ONSdigital / dp-data-pipelines

Pipeline specific python scripts and tooling for automated website data ingress.
MIT License
1 stars 0 forks source link

dp-data-pipelines

Python scripts and tooling for automated website data ingress pipelines.

Installation

This repository is provided as an installable Python package. To install it, open your terminal and enter the following command:

pip install git+https://github.com/ONSdigital/dp-data-pipelines.git

Usage

The dp-data-pipelines package provides multiple data pipelines. Details of these can be found in the dpypelines README.

Setup

Before you start using dp-data-pipelines, you need to configure your environment by logging in to AWS SSO (Amazon Web Services Single Sign On). This is necessary for pipeline functionality to access S3 buckets and process input files. To log in, open your terminal and enter the following command:

aws sso login --profile <AWS_PROFILE>

Development

To ensure code quality, all Python code should follow black code formatting standards, with imports sorted according to isort. Code should also be linted according to the ruff linter. When raising a Pull Request, a GitHub Action will check that these tools have been run, as well as checking that all unit and acceptance tests pass. If any of these requirements are not met, the Action will fail.
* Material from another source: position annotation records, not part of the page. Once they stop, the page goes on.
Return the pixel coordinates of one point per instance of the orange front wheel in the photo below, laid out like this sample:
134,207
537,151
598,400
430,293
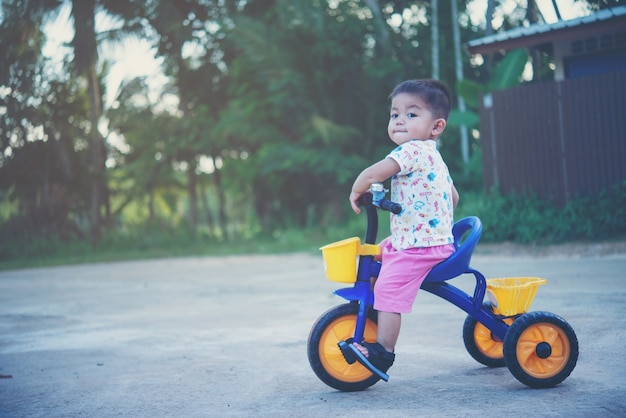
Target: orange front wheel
540,349
325,358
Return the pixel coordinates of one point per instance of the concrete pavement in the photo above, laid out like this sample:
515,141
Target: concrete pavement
204,337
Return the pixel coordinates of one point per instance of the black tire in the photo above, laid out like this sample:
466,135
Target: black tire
540,349
325,358
481,344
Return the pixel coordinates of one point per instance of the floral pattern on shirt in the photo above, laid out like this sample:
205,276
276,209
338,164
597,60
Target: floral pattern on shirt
424,189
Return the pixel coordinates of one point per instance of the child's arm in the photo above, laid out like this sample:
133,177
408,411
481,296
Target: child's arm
376,173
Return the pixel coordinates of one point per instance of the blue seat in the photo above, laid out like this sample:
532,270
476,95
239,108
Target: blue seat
466,233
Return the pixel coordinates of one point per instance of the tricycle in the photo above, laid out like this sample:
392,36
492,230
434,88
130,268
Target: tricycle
540,349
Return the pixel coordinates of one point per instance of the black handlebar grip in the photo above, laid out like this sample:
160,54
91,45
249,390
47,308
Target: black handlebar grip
392,207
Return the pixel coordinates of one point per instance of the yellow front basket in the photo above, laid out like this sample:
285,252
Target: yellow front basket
341,258
513,295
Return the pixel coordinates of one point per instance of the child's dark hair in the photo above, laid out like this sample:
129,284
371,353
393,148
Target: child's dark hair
433,92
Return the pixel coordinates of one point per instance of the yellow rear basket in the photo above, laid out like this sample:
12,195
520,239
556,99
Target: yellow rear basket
512,295
341,258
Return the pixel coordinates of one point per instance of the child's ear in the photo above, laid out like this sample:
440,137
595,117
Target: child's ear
439,126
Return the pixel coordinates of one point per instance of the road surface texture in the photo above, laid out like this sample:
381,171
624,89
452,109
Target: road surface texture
226,337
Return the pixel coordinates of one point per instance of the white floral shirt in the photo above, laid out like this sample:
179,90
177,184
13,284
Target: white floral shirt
424,189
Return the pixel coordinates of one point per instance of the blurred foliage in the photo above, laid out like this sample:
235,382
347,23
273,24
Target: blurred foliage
522,219
270,110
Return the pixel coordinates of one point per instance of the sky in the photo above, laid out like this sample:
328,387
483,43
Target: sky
135,57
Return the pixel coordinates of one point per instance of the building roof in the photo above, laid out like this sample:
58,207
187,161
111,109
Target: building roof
604,21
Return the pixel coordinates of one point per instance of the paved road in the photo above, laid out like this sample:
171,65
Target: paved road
196,337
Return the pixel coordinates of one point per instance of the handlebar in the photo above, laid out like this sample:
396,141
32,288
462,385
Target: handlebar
373,200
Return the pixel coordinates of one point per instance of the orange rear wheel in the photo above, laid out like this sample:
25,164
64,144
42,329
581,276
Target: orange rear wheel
540,349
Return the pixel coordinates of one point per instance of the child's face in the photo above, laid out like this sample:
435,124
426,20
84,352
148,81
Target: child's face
410,119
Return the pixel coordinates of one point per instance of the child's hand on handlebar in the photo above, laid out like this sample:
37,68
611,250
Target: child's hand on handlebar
354,201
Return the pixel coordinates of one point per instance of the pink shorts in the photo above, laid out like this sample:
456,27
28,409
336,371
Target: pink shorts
402,274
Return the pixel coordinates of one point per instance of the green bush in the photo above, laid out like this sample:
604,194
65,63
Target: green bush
527,219
516,218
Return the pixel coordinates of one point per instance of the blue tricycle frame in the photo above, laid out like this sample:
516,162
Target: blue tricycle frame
490,338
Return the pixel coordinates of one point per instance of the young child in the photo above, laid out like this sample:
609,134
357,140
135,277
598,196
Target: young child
421,235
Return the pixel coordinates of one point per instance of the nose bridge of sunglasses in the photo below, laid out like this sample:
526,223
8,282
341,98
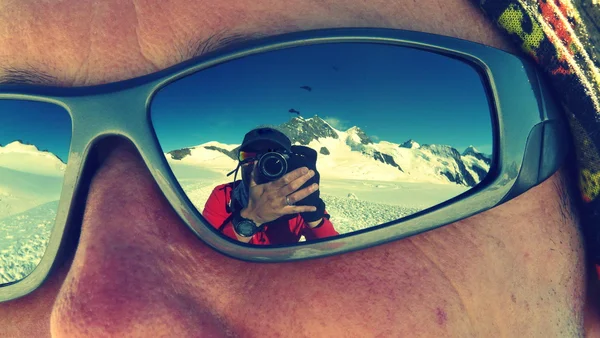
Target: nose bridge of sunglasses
123,113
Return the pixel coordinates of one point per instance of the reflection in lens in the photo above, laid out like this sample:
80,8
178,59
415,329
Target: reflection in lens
272,166
396,130
34,146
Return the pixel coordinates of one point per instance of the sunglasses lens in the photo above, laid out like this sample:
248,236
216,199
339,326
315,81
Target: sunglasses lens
34,147
395,130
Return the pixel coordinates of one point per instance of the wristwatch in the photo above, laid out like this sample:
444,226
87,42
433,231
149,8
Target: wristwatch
243,226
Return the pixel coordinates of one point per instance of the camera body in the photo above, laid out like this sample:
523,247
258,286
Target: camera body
273,165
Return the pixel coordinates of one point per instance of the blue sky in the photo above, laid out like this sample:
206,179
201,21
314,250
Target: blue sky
392,93
45,125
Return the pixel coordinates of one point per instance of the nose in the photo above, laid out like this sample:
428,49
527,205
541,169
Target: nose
132,271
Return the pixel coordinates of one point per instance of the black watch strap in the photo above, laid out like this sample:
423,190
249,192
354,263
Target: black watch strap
243,226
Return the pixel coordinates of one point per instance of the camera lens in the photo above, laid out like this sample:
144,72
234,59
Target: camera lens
272,165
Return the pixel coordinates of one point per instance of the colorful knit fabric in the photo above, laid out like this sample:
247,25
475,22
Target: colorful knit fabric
562,36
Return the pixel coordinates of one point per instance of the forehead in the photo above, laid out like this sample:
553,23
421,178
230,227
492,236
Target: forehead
84,42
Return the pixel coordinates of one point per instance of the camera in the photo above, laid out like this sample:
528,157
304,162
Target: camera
273,165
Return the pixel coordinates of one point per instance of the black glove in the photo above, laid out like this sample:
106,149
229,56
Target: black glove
307,157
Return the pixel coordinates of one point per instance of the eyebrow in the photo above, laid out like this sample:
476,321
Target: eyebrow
218,41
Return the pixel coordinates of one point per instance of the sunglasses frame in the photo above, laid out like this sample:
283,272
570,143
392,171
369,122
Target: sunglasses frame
529,142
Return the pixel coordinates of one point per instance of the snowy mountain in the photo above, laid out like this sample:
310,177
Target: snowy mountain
352,154
28,177
28,158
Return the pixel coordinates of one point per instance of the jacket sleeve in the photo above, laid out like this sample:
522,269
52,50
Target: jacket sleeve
323,231
215,211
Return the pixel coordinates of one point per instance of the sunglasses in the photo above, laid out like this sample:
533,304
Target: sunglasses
425,129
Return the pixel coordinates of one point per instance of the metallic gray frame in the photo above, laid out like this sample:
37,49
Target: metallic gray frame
529,141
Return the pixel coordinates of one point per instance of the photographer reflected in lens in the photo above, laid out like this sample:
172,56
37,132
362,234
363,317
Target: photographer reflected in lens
277,201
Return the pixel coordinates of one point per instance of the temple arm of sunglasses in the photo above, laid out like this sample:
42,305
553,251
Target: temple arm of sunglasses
544,152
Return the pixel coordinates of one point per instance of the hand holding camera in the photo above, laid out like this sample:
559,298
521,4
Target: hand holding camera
283,184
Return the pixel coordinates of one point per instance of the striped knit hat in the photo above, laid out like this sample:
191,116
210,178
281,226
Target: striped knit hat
562,36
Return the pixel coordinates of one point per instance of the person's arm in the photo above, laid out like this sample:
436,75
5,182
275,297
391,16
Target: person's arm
215,212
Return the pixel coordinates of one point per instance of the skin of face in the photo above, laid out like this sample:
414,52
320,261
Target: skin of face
515,270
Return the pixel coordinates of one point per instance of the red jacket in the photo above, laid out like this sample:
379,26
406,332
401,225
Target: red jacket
284,230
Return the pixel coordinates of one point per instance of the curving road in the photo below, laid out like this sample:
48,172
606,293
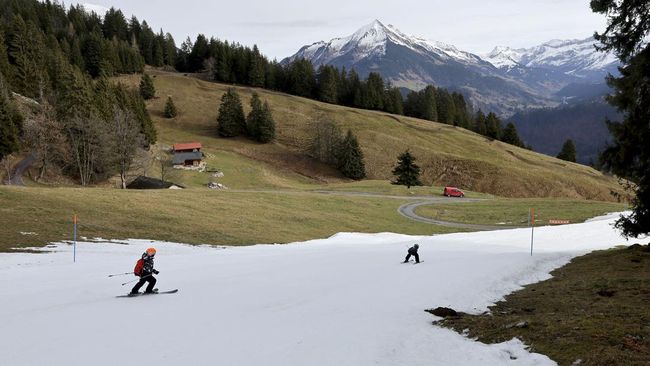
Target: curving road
408,210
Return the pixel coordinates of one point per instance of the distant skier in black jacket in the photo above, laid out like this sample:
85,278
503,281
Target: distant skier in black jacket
413,251
144,269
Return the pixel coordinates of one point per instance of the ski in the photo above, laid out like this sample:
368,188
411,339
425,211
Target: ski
153,293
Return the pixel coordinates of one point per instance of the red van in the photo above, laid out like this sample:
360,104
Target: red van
453,192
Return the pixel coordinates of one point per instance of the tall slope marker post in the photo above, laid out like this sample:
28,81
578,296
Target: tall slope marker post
74,247
531,221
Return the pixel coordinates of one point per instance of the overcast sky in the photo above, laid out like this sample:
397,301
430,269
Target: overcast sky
281,27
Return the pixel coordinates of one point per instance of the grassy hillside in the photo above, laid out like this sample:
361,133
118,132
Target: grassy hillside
36,216
448,155
514,212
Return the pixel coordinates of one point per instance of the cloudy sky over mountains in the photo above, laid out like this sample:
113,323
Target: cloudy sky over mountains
280,27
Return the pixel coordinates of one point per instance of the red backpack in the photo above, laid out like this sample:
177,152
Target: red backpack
138,267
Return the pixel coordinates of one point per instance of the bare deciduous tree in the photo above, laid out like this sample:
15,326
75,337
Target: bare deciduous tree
90,150
127,140
7,166
326,139
44,136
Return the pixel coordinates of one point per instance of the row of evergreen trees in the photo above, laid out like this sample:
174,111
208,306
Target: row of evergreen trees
258,125
81,124
234,63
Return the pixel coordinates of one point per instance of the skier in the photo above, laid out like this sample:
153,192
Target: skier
413,251
144,269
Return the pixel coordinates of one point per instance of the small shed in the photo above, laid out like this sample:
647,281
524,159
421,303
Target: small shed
143,182
188,154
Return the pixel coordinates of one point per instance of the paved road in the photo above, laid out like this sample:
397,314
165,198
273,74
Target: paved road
408,210
20,168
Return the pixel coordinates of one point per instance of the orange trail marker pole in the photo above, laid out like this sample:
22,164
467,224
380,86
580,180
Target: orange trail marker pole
532,229
74,248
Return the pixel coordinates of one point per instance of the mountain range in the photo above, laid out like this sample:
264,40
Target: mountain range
505,81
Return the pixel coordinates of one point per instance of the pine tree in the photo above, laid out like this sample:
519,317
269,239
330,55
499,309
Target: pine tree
350,158
375,91
327,84
445,104
170,108
147,89
256,69
428,107
301,78
93,55
568,151
510,135
231,121
406,171
480,126
393,102
10,124
254,117
629,154
493,126
266,127
259,122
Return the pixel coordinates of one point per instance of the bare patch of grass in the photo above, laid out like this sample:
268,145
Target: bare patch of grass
594,310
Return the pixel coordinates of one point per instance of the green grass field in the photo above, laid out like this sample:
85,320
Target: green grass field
193,216
514,212
447,155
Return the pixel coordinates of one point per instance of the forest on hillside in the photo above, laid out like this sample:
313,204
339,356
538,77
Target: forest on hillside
89,128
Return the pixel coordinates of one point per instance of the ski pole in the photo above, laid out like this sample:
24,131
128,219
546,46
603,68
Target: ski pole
119,274
137,279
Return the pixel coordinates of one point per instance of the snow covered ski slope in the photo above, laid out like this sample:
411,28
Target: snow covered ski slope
345,300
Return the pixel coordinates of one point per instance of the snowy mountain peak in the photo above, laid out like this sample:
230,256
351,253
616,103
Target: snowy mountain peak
372,40
575,57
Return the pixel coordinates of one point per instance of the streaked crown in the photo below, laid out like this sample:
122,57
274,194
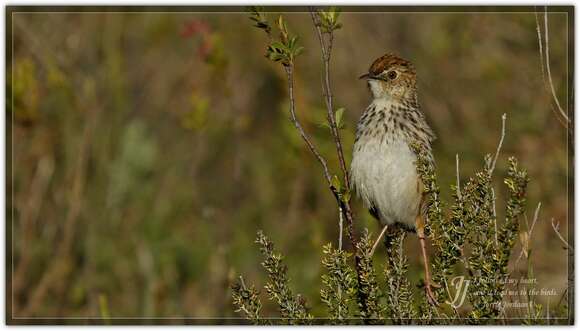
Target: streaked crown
392,77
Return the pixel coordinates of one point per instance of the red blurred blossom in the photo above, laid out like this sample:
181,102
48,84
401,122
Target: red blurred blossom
199,28
195,27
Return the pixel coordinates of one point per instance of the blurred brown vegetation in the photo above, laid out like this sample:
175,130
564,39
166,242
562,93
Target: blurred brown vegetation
148,148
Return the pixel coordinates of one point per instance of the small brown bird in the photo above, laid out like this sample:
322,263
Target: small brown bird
383,170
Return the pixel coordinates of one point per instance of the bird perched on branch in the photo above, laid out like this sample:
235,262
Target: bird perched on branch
383,171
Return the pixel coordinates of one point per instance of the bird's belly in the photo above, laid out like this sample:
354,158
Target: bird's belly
385,177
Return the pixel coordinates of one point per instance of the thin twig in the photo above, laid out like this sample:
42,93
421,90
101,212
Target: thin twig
458,184
556,228
541,48
340,221
493,209
379,239
326,48
536,215
503,119
345,206
290,76
546,36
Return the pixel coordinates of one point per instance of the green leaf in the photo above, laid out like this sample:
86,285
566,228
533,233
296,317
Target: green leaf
335,182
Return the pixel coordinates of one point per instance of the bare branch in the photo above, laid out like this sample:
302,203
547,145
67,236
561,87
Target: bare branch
546,36
556,228
536,215
503,118
549,87
290,76
326,48
379,239
458,184
340,224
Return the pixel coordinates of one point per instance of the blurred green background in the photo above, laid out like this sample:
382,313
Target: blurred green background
148,148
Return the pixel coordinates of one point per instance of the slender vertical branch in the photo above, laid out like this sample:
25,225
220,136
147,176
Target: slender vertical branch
326,48
343,203
290,77
560,114
546,36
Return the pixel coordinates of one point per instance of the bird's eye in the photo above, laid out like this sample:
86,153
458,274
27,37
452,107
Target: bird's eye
392,74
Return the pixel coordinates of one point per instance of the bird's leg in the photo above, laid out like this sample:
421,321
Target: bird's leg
420,226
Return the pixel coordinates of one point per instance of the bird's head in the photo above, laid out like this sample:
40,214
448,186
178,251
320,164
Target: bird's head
392,77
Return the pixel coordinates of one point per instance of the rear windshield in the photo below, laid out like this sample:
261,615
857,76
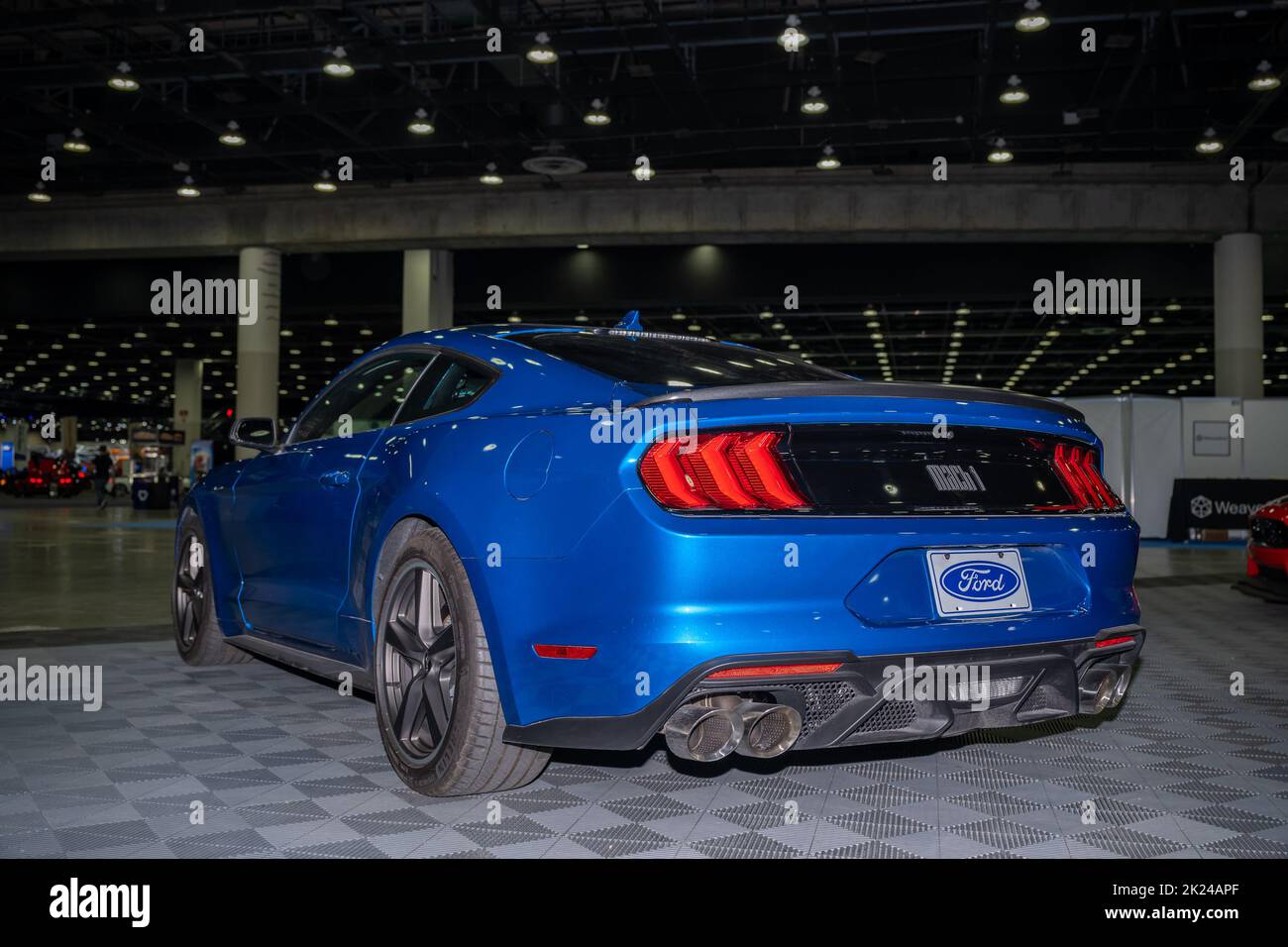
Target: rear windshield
674,363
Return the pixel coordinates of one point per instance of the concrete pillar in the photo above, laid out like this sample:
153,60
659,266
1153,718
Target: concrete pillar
69,437
1237,294
188,373
258,337
426,290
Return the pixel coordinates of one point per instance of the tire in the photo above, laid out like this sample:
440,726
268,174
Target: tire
192,604
437,703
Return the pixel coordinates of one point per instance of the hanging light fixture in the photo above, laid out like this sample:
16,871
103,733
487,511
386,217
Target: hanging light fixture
1210,144
542,53
793,38
76,144
338,65
1263,80
814,102
597,114
232,136
1000,154
1014,93
1033,20
420,123
121,80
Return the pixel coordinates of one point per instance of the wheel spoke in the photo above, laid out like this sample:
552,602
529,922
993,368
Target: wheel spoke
403,639
438,707
411,714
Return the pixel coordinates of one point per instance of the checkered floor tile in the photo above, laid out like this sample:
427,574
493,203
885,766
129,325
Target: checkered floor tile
281,766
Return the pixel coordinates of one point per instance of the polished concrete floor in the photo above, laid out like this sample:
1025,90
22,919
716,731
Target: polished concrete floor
284,767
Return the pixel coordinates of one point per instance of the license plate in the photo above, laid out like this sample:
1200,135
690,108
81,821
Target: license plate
978,581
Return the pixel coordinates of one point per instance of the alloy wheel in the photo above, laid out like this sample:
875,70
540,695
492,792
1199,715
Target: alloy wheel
189,594
419,660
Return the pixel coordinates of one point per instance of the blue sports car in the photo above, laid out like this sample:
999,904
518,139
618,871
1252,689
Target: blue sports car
529,538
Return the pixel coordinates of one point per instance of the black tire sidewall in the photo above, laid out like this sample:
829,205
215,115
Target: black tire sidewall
439,770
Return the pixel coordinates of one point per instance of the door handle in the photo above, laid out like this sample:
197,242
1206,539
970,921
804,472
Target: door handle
335,478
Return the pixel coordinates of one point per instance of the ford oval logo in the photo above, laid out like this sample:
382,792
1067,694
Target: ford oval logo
979,581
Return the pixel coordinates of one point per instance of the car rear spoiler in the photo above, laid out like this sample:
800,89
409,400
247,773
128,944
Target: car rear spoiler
866,389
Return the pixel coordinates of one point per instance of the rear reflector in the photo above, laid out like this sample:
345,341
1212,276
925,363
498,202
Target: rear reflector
575,652
772,672
729,471
1111,642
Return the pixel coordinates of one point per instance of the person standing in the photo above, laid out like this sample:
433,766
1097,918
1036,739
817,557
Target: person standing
102,474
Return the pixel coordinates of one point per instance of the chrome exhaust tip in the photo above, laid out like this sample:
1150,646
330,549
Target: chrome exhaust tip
769,729
702,732
1121,688
1096,689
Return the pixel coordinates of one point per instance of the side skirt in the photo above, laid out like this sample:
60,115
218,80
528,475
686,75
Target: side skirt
303,660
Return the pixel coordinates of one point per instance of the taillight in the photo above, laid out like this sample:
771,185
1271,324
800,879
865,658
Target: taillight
728,471
1080,475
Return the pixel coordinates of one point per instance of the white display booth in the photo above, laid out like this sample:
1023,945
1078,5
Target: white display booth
1151,442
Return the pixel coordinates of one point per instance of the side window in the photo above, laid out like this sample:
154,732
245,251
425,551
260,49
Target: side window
369,395
446,385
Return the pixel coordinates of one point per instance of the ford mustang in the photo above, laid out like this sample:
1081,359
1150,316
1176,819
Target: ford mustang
526,538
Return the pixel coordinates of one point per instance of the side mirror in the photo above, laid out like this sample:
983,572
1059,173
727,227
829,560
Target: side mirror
256,433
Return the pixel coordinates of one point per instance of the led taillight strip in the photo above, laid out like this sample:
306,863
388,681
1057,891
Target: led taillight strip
1080,474
729,471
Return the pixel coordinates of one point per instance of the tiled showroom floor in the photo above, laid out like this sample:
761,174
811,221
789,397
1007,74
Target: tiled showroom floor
283,766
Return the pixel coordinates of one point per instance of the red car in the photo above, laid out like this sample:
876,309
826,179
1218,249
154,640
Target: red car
1267,551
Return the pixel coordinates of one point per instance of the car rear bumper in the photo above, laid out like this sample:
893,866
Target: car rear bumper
854,705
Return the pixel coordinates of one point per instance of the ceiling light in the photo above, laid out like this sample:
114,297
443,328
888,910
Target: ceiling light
1000,155
1033,20
542,53
1014,93
793,39
597,114
121,80
1265,80
1210,144
232,136
323,184
420,123
814,103
338,65
76,144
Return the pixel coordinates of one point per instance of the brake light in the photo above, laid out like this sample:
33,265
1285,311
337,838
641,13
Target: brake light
772,672
728,471
1080,475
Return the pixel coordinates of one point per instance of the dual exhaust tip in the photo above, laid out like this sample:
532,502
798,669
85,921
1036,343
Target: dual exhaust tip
1102,688
713,727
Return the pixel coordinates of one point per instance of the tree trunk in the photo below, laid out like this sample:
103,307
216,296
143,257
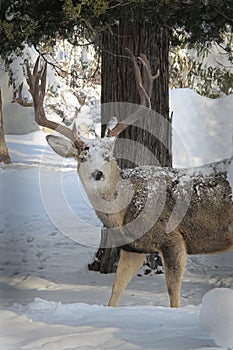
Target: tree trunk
4,155
119,85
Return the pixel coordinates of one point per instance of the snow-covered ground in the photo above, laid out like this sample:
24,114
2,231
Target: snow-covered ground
48,298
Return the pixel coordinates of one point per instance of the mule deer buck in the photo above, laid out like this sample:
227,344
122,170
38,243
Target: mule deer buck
136,205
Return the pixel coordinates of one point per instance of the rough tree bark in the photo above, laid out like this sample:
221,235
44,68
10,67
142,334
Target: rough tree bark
4,155
119,85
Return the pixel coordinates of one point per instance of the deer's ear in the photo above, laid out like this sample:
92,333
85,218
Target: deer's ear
62,146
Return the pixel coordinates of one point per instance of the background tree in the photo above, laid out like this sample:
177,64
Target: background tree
4,155
140,25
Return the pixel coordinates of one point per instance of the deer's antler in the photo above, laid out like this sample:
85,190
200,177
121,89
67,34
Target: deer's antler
37,84
144,85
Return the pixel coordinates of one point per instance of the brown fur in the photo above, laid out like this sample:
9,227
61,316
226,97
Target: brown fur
207,227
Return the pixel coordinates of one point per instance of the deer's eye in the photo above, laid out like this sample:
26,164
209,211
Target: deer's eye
97,175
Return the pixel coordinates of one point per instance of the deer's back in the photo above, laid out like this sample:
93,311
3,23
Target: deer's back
204,213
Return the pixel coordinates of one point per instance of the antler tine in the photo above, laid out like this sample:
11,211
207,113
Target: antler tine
37,84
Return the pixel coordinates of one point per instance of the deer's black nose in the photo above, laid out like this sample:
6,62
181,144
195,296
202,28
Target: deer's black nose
97,174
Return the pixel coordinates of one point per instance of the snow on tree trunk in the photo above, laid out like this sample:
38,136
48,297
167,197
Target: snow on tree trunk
4,155
119,85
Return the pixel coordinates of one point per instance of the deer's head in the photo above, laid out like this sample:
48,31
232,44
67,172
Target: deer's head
97,166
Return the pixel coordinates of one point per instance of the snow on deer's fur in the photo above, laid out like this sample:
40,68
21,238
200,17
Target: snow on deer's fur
138,206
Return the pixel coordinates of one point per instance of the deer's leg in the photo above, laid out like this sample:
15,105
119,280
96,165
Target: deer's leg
174,261
128,266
For convenience, a Makefile is provided to make it simpler to run these utilities. The table below describes the available commands. To run any of these commands, open your terminal and enter the relevant command - for example, to run black and isort:

make fmt
Command Description
make fmt Runs black and isort on all Python files in the dpypelines and tests directories.
make lint Runs ruff on all Python files in the dpypelines and tests directories.
make test Runs all unit tests.
make feature Runs all acceptance tests.

Configuration

The following environment variables are required for certain pipeline functionality to work correctly. To set environment variables, open your terminal and enter the following command:

export <ENVIRONMENT_VARIABLE_NAME>=<environment_variable_value>
Environment variable Default Description Usage
DE_SLACK_WEBHOOK None Webhook for the Data Engineering Slack channel Set either DE_SLACK_WEBHOOK or DISABLE_NOTIFICATIONS
DISABLE_NOTIFICATIONS False Toggle Slack notifications on or off Set either DE_SLACK_WEBHOOK or DISABLE_NOTIFICATIONS
AWS_PROFILE None The AWS environment
SKIP_DATA_UPLOAD False Toggle upload functionality on or off Set either SKIP_DATA_UPLOAD or UPLOAD_SERVICE_URL and SERVICE_TOKEN_FOR_UPLOAD
UPLOAD_SERVICE_URL None The URL of the Upload Service Set either SKIP_DATA_UPLOAD or UPLOAD_SERVICE_URL and SERVICE_TOKEN_FOR_UPLOAD
SERVICE_TOKEN_FOR_UPLOAD None The service token required to access the Upload Service Set either SKIP_DATA_UPLOAD or UPLOAD_SERVICE_URL and SERVICE_TOKEN_FOR_UPLOAD

Licence

Copyright ©‎ 2024, Office for National Statistics (https://www.ons.gov.uk)

Released under MIT license, see LICENSE for details.